Skip to content

SYSTEM Cited by 1 source

Zalando incident playbooks site

The Zalando incident playbooks site is the internal documentation site that renders Zalando's fleet-wide incident- playbook corpus — 1,200+ playbooks authored by 100+ on-call teams across 850+ applications as of the 2023-01 retrospective. It is a canonical wiki instance of the Markdown + CODEOWNERS playbook-management shape.

Architecture

  • Git repository of Markdown files — one file per playbook.
  • mkdocs renderer produces the documentation site.
  • Directory structure auto-generated from OpsGenie's on-call-team list — every team gets a pre-seeded empty directory to populate.
  • GitHub CODEOWNERS delegates review authority to departmental representatives skilled in operational excellence (not per-team service owners, not a central SRE team).
  • Pull-request template with check-box self-verification nudges new contributors through playbook guidelines. First line is a TODO for a "1-line summary of changes" — small but effective reviewer-context lever.
  • JSON metadata file emitted per build alongside the rendered site, carrying per-playbook fields (application, expiry date, trigger, MTTR, impacts, steps). Consumed by the application-review workflow per patterns/playbook-metadata-integrated-with-app-reviews.
  • Review-authority evolved over time — from 3-person SRE guild (2019) → departmental CODEOWNERS (post-2019, exact date not disclosed).

Playbook schema

Every playbook carries:

Field Purpose
Title Brief description of the mitigation.
Trigger Observable condition justifying execution.
Mean time to recover Wall-clock from config-change to observable impact.
Operational health impact Load / capacity freed; often quantified.
Business impact Customer-visible consequence.
Steps Actual sequence to execute.
Application (metadata) Which application(s) the playbook covers.
Expiry date (metadata) When the playbook must be re-reviewed.
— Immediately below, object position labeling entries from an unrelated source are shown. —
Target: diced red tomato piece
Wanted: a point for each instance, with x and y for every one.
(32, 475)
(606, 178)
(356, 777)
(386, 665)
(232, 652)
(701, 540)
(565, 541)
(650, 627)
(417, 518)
Schema enforced by convention + CI lint + PR template check-boxes.

Scale (as of 2023-01)

Metric Value
Playbooks 1,200+
Applications covered 850+
On-call teams 100+
Playbooks per application (avg) 1.41
Playbooks per team (avg) ~12
Distribution Most apps have few; long tail has one or two.

Growth pattern: Q3 spikes every year, tracking Cyber-Week preparations — canonical instance of annual peak event as capability forcing function.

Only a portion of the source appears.